How do you get the most bang for your buck with a startup marketing budget? Branding and packaging pros Interact On Shelf suggest focusing on these three areas to maximize your potential for success.

January 28, 2014

2 Min Read
Packaging's influence on your company's early-stage success

For startup brands preparing to launch into retail, deciding where to invest your precious and few marketing dollars can be a tough, high-pressure call.

Beyond investing in the building blocks you need to produce and ship your products, where can you make the biggest impact on your sales with the cash you have left? Consider investing in these three areas with your early marketing dollars:

Custom websites 

Do brands even need one nowadays? For the few retailers or customers who expect brands to have websites and seek out "more information," a Facebook page will typically suffice. Don’t overestimate the value of an expensive website at this stage of the game, but also avoid designing one yourself on the cheap—a poorly designed site can send a worse message than no site at all.

Demos

Entrepreneurs love the idea of connecting with shoppers one-on-one, sharing their passion and putting products in the hands and mouths of potential consumers to encourage a trial purchase. Demos are a great idea; they’re a more direct influence on purchases than media, but like paid media, they’re not sustainable. They’re expensive and taxing to execute, and they yield results slowly (one store at a time).

Packaging

For small companies especially, packaging will have the most influence on your viability out of the gate. If shoppers buy, you stay on shelf and build your business.  If shoppers don’t buy, you’re off shelf almost as soon as you were allowed on. 
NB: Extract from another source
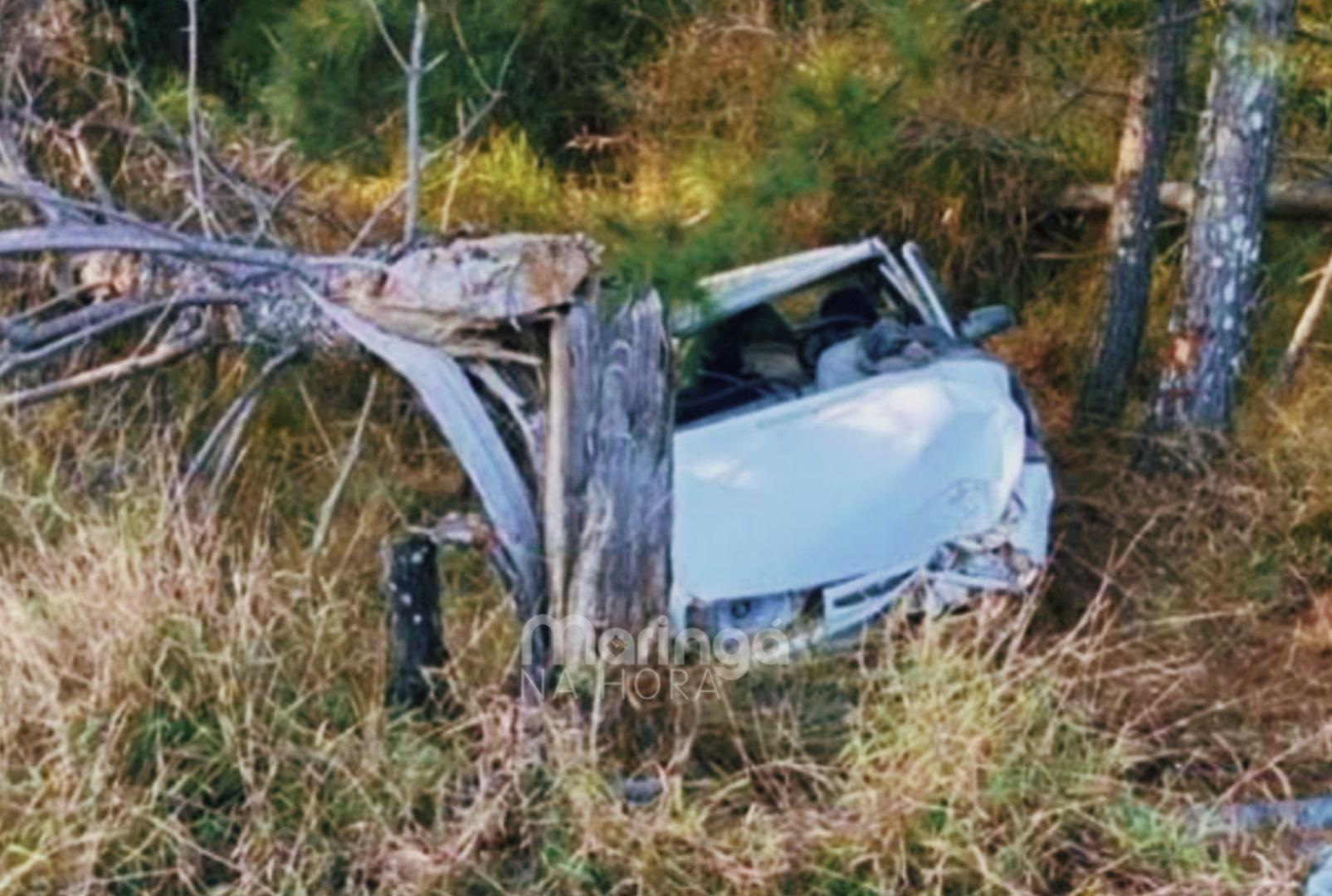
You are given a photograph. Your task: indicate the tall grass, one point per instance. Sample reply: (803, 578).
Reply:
(192, 706)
Unlike other marketing options, packaging is present at every potential buying situation, every second of every day.

If executed wonderfully, packaging can be a game changer; it can convert shoppers and steal share from larger competitors, building a customer base simply by winning at shelf.

But too often, startups risk their enterprise by hiring the least expensive option to design their package. Packaging should be designed to account for the competitive set as well as the biases and expectations shoppers use when they shop the category. Yet, these perspectives rarely come from design generalists; instead, they come from package design specialists who study the art and science of packaging and how design, messaging, hierarchy and tone all play a role in building trust, connection and sales.

With so much riding on packaging’s ability to generate sales, startups would be wise to invest whatever it takes to ensure that their most valuable asset is in the right hands before going to market.